In the previous sections, we defined finite state automata and showed how to construct them using the regular operations. We also showed how to translate between FSAs and regular expressions. What we have not yet addressed is the computational problem of determining whether a given string is in the language generated by a given FSA—recognition—and the related problem of recovering the path through the automaton that accepts the string—parsing.

These are the problems we turn to now. It is worth noting that there are three fundamental computational problems one can ask about a grammar \(G\):

  1. Recognition: Is \(\boldsymbol\sigma \in \mathbb{L}(G)\)? A yes-or-no question.
  2. Parsing: How does \(G\) accept \(\boldsymbol\sigma\)? This recovers the structural analysis—the path through an FSA, or (later) the parse tree for a CFG.
  3. Generation: What strings does \(G\) produce? We already explored this in the section on generation, where we enumerated the strings in \(\mathbb{L}(G)\).

These three problems are faces of the same coin. Recognition tests membership, parsing explains it, and generation enumerates it. Every grammar formalism we encounter in this course—FSAs, CFGs, PCFGs, and the mildly context-sensitive formalisms—has its own algorithms for each of these problems, and the computational complexity of those algorithms is one of the main ways we compare formalisms.

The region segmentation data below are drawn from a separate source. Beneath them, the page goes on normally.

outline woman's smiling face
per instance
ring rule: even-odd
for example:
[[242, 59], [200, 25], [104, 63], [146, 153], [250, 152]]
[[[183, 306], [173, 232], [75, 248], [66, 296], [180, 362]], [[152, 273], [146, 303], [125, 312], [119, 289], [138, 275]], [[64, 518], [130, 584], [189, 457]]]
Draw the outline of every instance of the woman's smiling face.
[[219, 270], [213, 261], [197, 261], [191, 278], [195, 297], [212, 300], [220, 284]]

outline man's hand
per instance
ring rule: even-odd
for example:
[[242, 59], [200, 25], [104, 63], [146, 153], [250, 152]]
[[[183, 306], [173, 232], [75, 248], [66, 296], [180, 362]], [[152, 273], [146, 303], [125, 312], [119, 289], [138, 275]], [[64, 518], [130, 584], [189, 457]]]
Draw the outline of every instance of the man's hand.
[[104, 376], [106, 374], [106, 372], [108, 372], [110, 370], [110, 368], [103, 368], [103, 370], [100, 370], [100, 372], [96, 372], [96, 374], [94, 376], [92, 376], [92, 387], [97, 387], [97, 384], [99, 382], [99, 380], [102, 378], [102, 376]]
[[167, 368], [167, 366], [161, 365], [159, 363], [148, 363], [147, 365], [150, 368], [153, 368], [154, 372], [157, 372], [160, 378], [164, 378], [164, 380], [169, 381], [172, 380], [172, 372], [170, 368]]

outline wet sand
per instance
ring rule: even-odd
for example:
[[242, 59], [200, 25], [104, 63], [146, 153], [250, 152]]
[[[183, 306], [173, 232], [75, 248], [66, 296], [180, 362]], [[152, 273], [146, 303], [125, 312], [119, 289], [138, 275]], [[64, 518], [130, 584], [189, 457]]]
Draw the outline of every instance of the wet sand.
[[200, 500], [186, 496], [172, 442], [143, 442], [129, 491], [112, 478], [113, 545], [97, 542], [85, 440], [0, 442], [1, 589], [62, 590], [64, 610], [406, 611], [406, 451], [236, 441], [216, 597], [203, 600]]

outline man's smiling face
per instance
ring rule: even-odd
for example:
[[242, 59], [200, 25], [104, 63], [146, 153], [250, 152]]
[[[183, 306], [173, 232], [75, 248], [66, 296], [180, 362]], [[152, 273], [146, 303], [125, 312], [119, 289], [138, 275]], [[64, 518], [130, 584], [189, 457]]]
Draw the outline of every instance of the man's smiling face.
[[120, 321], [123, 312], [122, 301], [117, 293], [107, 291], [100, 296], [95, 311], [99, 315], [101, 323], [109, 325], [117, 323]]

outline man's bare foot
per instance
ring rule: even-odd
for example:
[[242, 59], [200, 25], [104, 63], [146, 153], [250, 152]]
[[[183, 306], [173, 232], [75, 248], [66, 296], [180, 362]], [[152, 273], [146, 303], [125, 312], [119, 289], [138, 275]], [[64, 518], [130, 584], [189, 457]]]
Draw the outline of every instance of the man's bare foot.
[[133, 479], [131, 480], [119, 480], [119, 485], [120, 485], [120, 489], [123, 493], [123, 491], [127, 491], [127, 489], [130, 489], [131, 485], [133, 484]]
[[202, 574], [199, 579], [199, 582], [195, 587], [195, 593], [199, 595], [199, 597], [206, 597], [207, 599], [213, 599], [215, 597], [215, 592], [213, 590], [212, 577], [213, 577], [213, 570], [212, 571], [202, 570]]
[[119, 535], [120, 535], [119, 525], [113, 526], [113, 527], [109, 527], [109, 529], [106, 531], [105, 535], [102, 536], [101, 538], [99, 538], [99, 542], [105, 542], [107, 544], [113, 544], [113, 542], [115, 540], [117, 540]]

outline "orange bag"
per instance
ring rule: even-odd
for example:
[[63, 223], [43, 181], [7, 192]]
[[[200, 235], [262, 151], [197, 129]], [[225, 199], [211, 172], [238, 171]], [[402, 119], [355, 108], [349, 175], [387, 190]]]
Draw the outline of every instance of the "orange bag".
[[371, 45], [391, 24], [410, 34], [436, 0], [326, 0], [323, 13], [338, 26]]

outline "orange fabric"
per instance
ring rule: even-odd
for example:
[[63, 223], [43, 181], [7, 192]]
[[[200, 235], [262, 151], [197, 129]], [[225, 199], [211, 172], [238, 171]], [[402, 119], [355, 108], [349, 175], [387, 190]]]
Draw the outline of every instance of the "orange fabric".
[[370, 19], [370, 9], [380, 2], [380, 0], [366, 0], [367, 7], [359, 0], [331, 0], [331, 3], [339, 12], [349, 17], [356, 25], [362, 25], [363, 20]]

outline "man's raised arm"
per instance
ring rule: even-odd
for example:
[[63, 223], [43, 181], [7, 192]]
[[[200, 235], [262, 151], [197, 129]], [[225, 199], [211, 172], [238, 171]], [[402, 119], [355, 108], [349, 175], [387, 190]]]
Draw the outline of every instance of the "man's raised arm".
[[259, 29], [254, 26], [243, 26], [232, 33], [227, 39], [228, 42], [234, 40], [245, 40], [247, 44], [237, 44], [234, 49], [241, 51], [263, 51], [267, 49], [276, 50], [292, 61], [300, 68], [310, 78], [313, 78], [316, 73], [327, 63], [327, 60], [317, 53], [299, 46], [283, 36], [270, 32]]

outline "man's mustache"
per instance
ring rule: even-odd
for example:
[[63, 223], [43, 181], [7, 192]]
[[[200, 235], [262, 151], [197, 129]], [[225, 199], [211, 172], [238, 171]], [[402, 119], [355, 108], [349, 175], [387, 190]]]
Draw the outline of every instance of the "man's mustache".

For FSAs, all three problems are efficient (linear or near-linear in the input size). For CFGs, parsing takes \(O(n^3)\) time (CKY, Earley). For mildly context-sensitive grammars, the polynomial bound on parsing is one of the defining properties of the class.

The distinction between recognition and parsing matters because the parse carries structural information that recognition alone does not provide.